2026-01-08 18:35:32 +00:00 · 2014-05-21 15:11:06 -04:00
parent 185db0e8d5
commit 09a33f8daa
2 changed files with 39 additions and 3 deletions
--- a/lib/linguist/blob_helper.rb
+++ b/lib/linguist/blob_helper.rb
@@ -241,8 +241,25 @@ module Linguist
    def lines
      @lines ||=
        if viewable? && data
-          newlines = Regexp.new("\r\n|\r|\n".encode(encoding))
-          data.force_encoding(encoding).split(newlines, -1)
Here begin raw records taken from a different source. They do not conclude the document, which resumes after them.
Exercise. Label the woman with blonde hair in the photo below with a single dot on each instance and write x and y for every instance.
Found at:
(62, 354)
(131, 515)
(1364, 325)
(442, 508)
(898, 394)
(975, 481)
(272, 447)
+          # `data` is usually encoded as ASCII-8BIT even when the content has
+          # been detected as a different encoding. However, we are not allowed
+          # to change the encoding of `data` because we've made the implicit
+          # guarantee that each entry in `lines` is encoded the same way as
+          # `data`.
+          #
+          # Instead, we re-encode each possible newline sequence as the
+          # detected encoding, then force them back to the encoding of `data`
+          # (usually a binary encoding like ASCII-8BIT). This means that the
+          # byte sequence will match how newlines are likely encoded in the
+          # file, but we don't have to change the encoding of `data` as far as
+          # Ruby is concerned. This allows us to correctly parse out each line
+          # without changing the encoding of `data`, and
+          # also--importantly--without having to duplicate many (potentially
+          # large) strings.
+          encoded_newlines = ["\r\n", "\r", "\n"].
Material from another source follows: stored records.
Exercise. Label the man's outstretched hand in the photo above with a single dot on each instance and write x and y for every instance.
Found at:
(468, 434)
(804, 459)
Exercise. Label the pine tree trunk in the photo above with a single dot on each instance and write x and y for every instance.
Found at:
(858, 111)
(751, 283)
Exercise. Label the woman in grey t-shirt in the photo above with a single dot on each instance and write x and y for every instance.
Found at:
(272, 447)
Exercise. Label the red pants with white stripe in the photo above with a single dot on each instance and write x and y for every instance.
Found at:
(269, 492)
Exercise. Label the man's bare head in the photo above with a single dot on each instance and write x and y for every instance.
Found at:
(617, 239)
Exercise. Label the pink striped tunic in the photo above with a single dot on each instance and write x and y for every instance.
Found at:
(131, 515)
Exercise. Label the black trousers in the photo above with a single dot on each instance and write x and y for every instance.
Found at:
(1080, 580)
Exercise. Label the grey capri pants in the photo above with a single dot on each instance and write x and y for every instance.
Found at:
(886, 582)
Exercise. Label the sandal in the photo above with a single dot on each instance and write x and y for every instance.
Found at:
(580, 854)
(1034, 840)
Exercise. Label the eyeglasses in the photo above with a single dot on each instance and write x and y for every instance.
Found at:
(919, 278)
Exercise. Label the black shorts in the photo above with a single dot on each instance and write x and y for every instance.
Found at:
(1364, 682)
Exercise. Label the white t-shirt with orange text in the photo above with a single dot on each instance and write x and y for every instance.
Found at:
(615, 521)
+            map { |nl| nl.encode(encoding).force_encoding(data.encoding) }
+
+          data.split(Regexp.union(encoded_newlines), -1)
        else
          []
        end
@@ -263,7 +280,7 @@ module Linguist
    #
    # Returns Integer
    def sloc
-      lines.grep(Regexp.new('\S'.encode(encoding || 'ASCII-8BIT'))).size
+      lines.grep(/\S/).size
    end

    # Public: Is the blob a generated file?